L os animadores y guionistas de Disney, como pensaría Mafalda, han de estar psicoanalizándose de incógnito. Su nueva producción de largometraje, «Lilo y Stitch», es lo más alejado del modelo Disney del que se tenga registro. Si bien el legendario estudio hace ya tiempo que viene aggiornando sus fórmulas a estas épocas menos inocentes, este film acusa, como nunca antes, influencias que paradójicamente la acercan a ciertas características del lenguaje de algunos habituales rivales del estudio: humor negro, ambiente tenso, cultura pop.

«Lilo y Stitch»
es la versión dark de «E.T.» y «Alf», con fondo hawaiano y música de Elvis. Su ejecución es espléndida pero su carisma dudoso. A diferencia una vez más de la tradición, esta película privilegia el localismo por sobre esa condición que siempre caracterizó a Disney, la universalidad, y que lo llevó a adaptar a su propio lenguaje los clásicos mundiales de la literatura infantil.

Aquí mandan la cultura aloha hawaiana, referencias directas o indirectas a ciertos íconos cinematográficos norteamericanos (como «Hombres de negro» o «Godzilla») y, sobre todo, la cantera Elvis e imitadores de Elvis.

Lilo es una niña solitaria, criada por una hermana mayor, y con problemas de relación con sus amigas.
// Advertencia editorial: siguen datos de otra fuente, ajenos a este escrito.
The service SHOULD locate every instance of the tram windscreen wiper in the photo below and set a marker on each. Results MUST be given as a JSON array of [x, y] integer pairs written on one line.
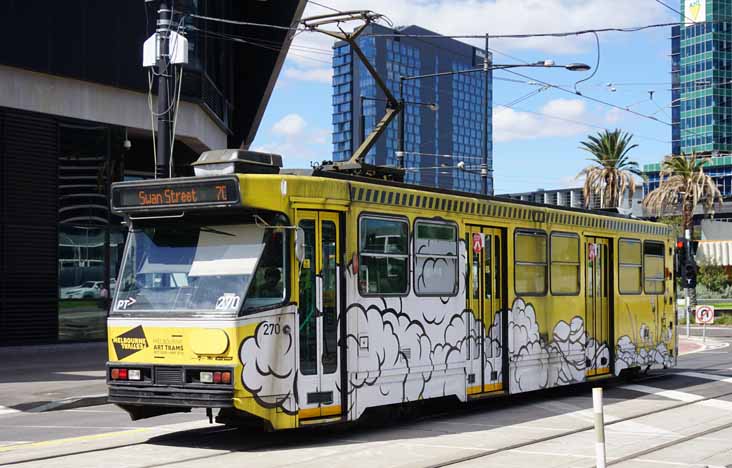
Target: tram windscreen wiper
[[216, 231]]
No desea otra cosa que alguien a quien amar, y que le llegue del cielo. Su anhelo se cumple, pero con ribetes casi bizarros: aterriza en su casa un Gremlin malhumorado que ni siquiera es un marciano sino un experimento genético interplanetario, denominado 626, a quien adopta como un perro y bautiza como Stitch. Su nueva mascota, mezcla de alien con el demonio de Tasmania, es eficaz, por momentos cómico, pero antipático. La ternura Disney es totalmente extranjera en su concepción. En la misma línea, la hermana mayor parece escapada de un film neorrealista: tiene problemas de trabajo, la acosa un asistente social que determinará si ella puede seguir educando a Lilo, etc. Más tarde, el cuadro se cierra con la aparición de los extraterrestres malévolos que vienen a aniquilar a su engendro.

En la anécdota, como se ve, pueden reconocerse tibiamente algunas de las condiciones que podrían haber hecho de esta película un típico Disney (niña solitaria redimida por un ser fantástico), pero tanto su puesta en escena como la cultura pop de la que se nutre contradicen esas condiciones. La ventaja de boletería de todo esto es que «Lilo y Stitch» no sólo se dirige a los chicos, sino que muchos adultos reconocerán complicidades que les harán más divertida la película. Eso sí: de lo que no se salvarán los padres es del bonus que la versión en español regala a las pequeñas espectadoras: un clip de Bandana como hawaianas, cantando «Falling In Love Again» («Muero de amor por ti»). Nada es perfecto.